Let the probability of taking the train be $P(A_2)$ , and the probability of arriving on time be $P(B)$ . According to Bayes' theorem:

P(A_2|B) = \frac{P(A_2|B)}{P(B)} = \frac{P(B|A_2)P(A_2)}{P(B)}

Using the law of total probability, we can easily find that $P(B) = 0.7$ . Thus, the result is 0.2.

Modern language models, while not directly using Bayes' theorem, operate similarly by inferring the most likely next word (posterior probability) based on the observed context (prior information).

c. Multiplication Formula

P(A∩B) = P(B) \* P(A|B) = P(A) \* P(B|A)

Suppose you flip a fair coin twice; what is the probability of getting heads both times?

Event A: Getting heads on the first flip, $P(A) = \frac{1}{2}$
Event B: Getting heads on the second flip, $P(B) = \frac{1}{2}$
Since the two flips are independent, $P(B|A) = P(B)$

Thus, the probability is 1/4.

d. Independence of Events

If two events $A$ and $B$ are independent, they have the following important properties:

The occurrence of one event does not change the probability of the other event occurring, i.e., $P(A|B) = P(A)$ , and vice versa.
$P(A \cap B) = P(A) \cdot P(B)$
There is no transitivity: A being independent of B, and B being independent of C does not guarantee that A is independent of C. Additional verification is needed for $P(A ∩ C) = P(A)P(C)$ .

For example, in a printing shop app, the order processing time $A$ is related to the amount $B$ , indicating a lack of independence. High-value orders (e.g., large posters) typically require longer processing times.

Joint Probability Distribution

Joint probability distribution is a complete description of all possible combinations of values of multiple random variables and their corresponding joint probabilities.
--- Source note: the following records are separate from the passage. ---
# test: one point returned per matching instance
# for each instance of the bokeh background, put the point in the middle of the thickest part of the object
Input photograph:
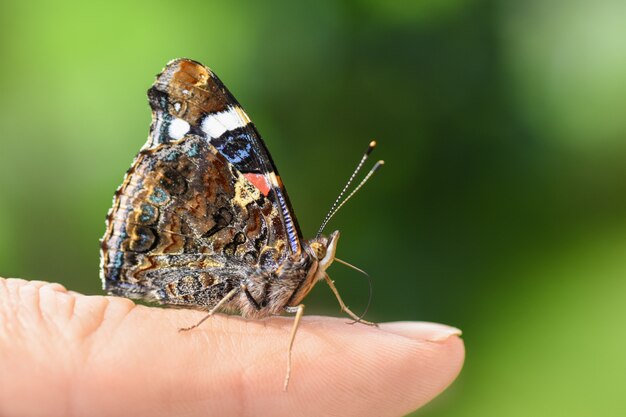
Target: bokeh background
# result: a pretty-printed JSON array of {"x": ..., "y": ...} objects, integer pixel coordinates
[{"x": 501, "y": 208}]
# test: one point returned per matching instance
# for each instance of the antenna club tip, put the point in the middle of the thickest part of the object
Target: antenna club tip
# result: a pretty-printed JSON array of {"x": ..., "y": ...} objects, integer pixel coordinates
[
  {"x": 370, "y": 147},
  {"x": 378, "y": 165}
]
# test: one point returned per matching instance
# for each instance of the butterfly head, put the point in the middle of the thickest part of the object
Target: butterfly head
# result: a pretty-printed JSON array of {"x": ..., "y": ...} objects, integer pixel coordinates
[{"x": 324, "y": 248}]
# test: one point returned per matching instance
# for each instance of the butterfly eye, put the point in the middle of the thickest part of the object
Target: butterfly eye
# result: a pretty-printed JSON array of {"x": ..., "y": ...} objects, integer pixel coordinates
[{"x": 318, "y": 249}]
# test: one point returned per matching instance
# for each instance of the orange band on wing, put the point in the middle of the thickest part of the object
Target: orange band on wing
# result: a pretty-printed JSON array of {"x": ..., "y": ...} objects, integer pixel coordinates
[{"x": 259, "y": 181}]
For discrete random variables, joint probability distribution is usually represented using a table; for continuous random variables, it is described using a joint probability density function.

Marginal Probability

Marginal probability can be calculated by summing (for discrete) or integrating (for continuous) the joint probability distribution.

One-Dimensional Discrete Random Variables and Their Distributions

The distribution of discrete random variables is described using a probability mass function.
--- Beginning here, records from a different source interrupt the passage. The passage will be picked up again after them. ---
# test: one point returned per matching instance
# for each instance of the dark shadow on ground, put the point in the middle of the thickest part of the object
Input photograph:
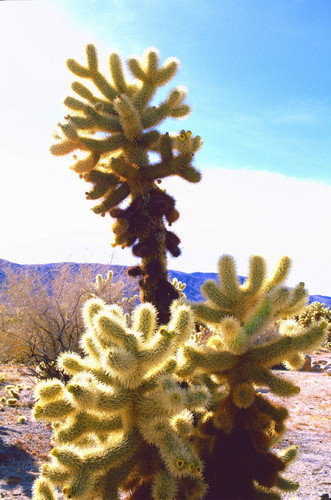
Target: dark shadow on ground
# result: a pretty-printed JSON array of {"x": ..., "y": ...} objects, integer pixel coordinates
[{"x": 16, "y": 467}]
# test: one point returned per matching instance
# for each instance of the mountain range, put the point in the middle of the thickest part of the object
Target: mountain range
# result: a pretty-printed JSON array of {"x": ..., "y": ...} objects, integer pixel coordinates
[{"x": 193, "y": 281}]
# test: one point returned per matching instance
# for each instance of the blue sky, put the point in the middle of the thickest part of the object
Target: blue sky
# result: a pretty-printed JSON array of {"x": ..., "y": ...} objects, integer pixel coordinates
[{"x": 258, "y": 76}]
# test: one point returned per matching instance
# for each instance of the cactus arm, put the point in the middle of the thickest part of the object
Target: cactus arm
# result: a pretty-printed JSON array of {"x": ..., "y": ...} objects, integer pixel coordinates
[
  {"x": 256, "y": 276},
  {"x": 208, "y": 314},
  {"x": 280, "y": 274},
  {"x": 210, "y": 361},
  {"x": 259, "y": 319},
  {"x": 212, "y": 292},
  {"x": 164, "y": 486},
  {"x": 287, "y": 485},
  {"x": 55, "y": 474},
  {"x": 277, "y": 385},
  {"x": 113, "y": 456},
  {"x": 85, "y": 422},
  {"x": 284, "y": 347}
]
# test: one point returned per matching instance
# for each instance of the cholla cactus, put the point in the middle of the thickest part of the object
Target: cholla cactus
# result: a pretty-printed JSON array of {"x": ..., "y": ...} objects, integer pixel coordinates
[
  {"x": 123, "y": 421},
  {"x": 118, "y": 164},
  {"x": 235, "y": 437}
]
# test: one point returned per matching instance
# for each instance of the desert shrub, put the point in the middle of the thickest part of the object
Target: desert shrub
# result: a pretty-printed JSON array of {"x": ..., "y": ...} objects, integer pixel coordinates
[{"x": 40, "y": 314}]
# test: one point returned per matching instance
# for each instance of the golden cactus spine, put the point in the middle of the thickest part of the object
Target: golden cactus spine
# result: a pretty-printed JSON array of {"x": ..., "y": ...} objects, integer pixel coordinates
[
  {"x": 115, "y": 130},
  {"x": 236, "y": 436},
  {"x": 123, "y": 422}
]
The distribution of continuous random variables is described using a probability density function.

a. Geometric Distribution

In independent Bernoulli trials (where the outcomes are binary and independent), the number of trials $X$ until the first success follows a geometric distribution with parameter $p$ . For example:

A shooter continuously shoots at a target, with a probability of hitting $p$ , and stops after hitting. What is the probability of needing $n$ trials to stop?
Continuously rolling a die, stopping when a 6 is rolled. What is the probability of needing $n$ trials to stop?
Continuously flipping a coin, stopping when heads is flipped. What is the probability of needing $n$ trials to stop?

In these examples, $n$ is the random variable (taking values 1, 2, 3, ...), and we say these random variables follow a geometric distribution.
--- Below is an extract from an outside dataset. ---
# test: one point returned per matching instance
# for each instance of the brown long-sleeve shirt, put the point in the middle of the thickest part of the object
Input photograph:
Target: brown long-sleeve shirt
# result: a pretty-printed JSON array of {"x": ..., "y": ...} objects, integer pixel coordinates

For the example of rolling a die, suppose we want to find the probability of needing 3 trials; we can directly substitute into the probability mass function:

P(X = k) = (1-p)^{k-1}p

Here, $p = \frac{1}{6}$ , $k = 3$ , so the probability is 0.1157.

b. Binomial Distribution

If an experiment has only two possible outcomes (success or failure), and is repeated $n$ times with a success probability of $p$ each time, then the random variable $X$ represents the number of successes. For example:

Suppose a coin is flipped 10 times, with the probability of heads being 0.5. What is the probability of getting heads $n$ times?
A product has a defect rate of 10%. If 50 items are sampled, how many defective items are most likely to be found?

Here, $n$ is the random variable, and we say these random variables follow a binomial distribution.

For the coin flip example, suppose we want to find the probability of getting heads 6 times; we can directly substitute into the probability mass function:

P(X = k) = C(n, k)p^k(1-p)^{n-k}

Here, $n = 10$ , $p = 0.5$ , so the probability is 0.205.

Now, consider a more complex example:

Let the random variable $X$ follow a binomial distribution $B(400, 0.01)$ . What value of $k$ maximizes $P = { X = k }$ ?

For a binomial distribution, the probability mass function reaches its maximum at $k = np$ (when np is an integer). If np is not an integer, the maximum occurs at the floor or ceiling of $np$ . Therefore, the answer to this question is 4.

c. Poisson Distribution

If the number of occurrences of an event in a unit time is a random variable, and its rate is $\lambda$ , then this random variable $X$ follows a Poisson distribution with parameter $\lambda$ , denoted as $X \sim P(\lambda)$ . For example:

A website receives an average of 2 access requests per minute. What is the probability of receiving 3 access requests in one minute?
A product has an average monthly sales of 4. What is the probability of selling 8 units in a month?

For the example of product sales, the probability mass function of the Poisson distribution is:

P(X = k) = \frac{\lambda^ke^{-\lambda}}{k!}

Consulting the Poisson distribution table gives a probability of 0.9786. In other words, if 8 units are stocked each month, there is a 97.86% probability that the product will not run out of stock.

One-Dimensional Continuous Random Variables and Their Distributions

Calculating continuous random variables involves definite integrals.

It is worth noting that there are three different notation symbols for three types of distributions. Each distribution has a corresponding probability density function. The integral of the probability density function is the probability distribution function, also known as the cumulative distribution function.

For a function to be a density function, it must satisfy the following conditions:

The definite integral of the probability distribution function over its range must equal 1.
It must be monotonic and continuous.

Modern generative models (such as VAE, GAN, and diffusion models) typically operate in continuous latent spaces. Each dimension of these latent vectors can be viewed as a continuous random variable following a specific probability distribution (such as a normal distribution).

a. Normal Distribution

The normal distribution is one of the most common continuous probability distributions, describing random variables in many natural phenomena. A random variable $X$ follows a normal distribution with parameters $\mu$ (mean) and $\sigma^2$ (variance), denoted as $X \sim N(\mu, \sigma^2)$ .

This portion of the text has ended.